Q2 standalone generated a bottom line of ₦14.6 billion, thanks to a ₦5.9 billion tax credit recognized over the quarter. However, even without the tax credit, earnings would still have come in very decent with PBT printing 8% above consensus.

Although administrative expenses (up 52% y/y) and net finance costs (up 118% y/y) served as pressure points over the half-year, amidst a faster rise in Q2, the impact was largely muted on bottom-line due to strong earnings from operations and the tax credit boost.

Volumes to Remain Pressured On Stronger Cement Pricing
As expected, strong Nigerian cement prices (+68% y/y) continued to weigh on volume (down 20% y/y) but still bodes well for topline growth as the region’s H1’17 revenue rose 45% to ₦111.4 billion.

The absence of the disruptions that plagued volume roll out in the corresponding period of 2016 also supported production; plant maintenance in South West operations, upgrade to ASHAKACEM’s coal mill, and gas shortages arising from attacks on pipeline installations in the Niger Delta.

On a q/q basis however, the region’s Q2 revenue was down 11% amidst a 20% q/q drop in volume. Whilst we acknowledge the further price increase effected in April (on an already high price), we believe the intense rainfall over the quarter equally played a role in the volume decline.

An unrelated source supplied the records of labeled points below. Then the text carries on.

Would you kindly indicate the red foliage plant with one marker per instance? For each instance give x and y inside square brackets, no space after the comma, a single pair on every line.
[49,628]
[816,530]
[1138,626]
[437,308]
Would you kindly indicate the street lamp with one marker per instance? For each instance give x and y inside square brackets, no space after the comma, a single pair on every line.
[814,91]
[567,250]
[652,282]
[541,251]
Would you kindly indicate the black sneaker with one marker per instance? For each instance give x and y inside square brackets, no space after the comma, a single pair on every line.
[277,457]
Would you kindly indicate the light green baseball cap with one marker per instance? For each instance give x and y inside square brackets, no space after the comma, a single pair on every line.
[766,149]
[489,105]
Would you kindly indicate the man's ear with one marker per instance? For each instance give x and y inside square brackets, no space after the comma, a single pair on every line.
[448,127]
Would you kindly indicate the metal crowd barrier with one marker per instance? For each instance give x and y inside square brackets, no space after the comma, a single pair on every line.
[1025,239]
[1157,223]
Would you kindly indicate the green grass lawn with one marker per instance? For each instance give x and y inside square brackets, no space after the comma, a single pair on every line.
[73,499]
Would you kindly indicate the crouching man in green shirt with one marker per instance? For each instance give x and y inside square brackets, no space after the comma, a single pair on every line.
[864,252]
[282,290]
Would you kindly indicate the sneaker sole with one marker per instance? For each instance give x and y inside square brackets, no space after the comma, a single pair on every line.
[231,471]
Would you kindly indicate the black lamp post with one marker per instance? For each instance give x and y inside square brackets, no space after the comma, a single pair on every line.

Similarly, South Africa operation recorded an 8% q/q decline in revenue amidst strong cement prices coupled with the recessionary effect on the construction sector.

Meanwhile, Group EBITDA margin over the Q2 period improved significantly both from a y/y and q/q basis. Nigerian operation’s EBITDA margin particularly surged to 37.4% (Q1’17: 30.2%, H1’16: 13.1%) buoyed by the strong cement prices, stable operations resulting from absence of disruptions earlier highlighted, and increasing use of cheaper alternative fuels.

The South African EBITDA margin also firmed up to 5.3% over the quarter (Q1’17: -0.9%, H1’16: 1.7%) due to stronger cement prices and stronger cost discipline.

Overall, the group’s H1’17 EBITDA came in at ₦38.6 billion (H1’16: ₦10.6 billion), with EBITDA margin berthing at 24.9% (H1’16: 9.8%).

Target Price Revised Higher; Buy Rating Maintained
Whilst potential economic recovery and expected increase in FG’s building and construction activities post-budget approval provide some upside to Nigeria’s cement consumption in H2’17, we believe strong cement prices and the intense rainfall outlook would significantly cap volume roll out at Q2 levels.

We also expect South Africa volumes to remain depressed amidst tough economic conditions. As such, we cut our FY’17 volume for Nigeria to 4.8 million MT (Previous: 5.5 million MT; Ytd: 2.5 million MT).

Despite the volume pressure, we expect topline to remain strong; forecast FY’17 revenue growth of 34% to ₦294.4 billion (previous: ₦294.9 billion).

We revise our FY’17 EBITDA higher to ₦72.1 billion (Previous: ₦63.4 billion) amidst increasing traction in the use of cheaper alternative fuels as well as strong cement price outlook, but our PBT lower to ₦31.6 billion (Previous: ₦33.2 billion) after revising our debt projections.

Although management highlighted that there are more capital allowances available to be recognized, we however take a more conservative approach in our H2’17 forecast and thus subject total expected earnings to tax.

We therefore revise our FY’17 tax forecast lower to ₦2.5 billion (previous: ₦5.2 billion) after adjusting for the effect of tax credit in H1’17.

Consequently, we revise our FY’17 PAT slightly higher to ₦29.1 billion (Previous: ₦28.0 billion). After updating our model, we revise our target price to ₦79.26 (Previous: ₦77.32) and maintain a BUY rating on WAPCO.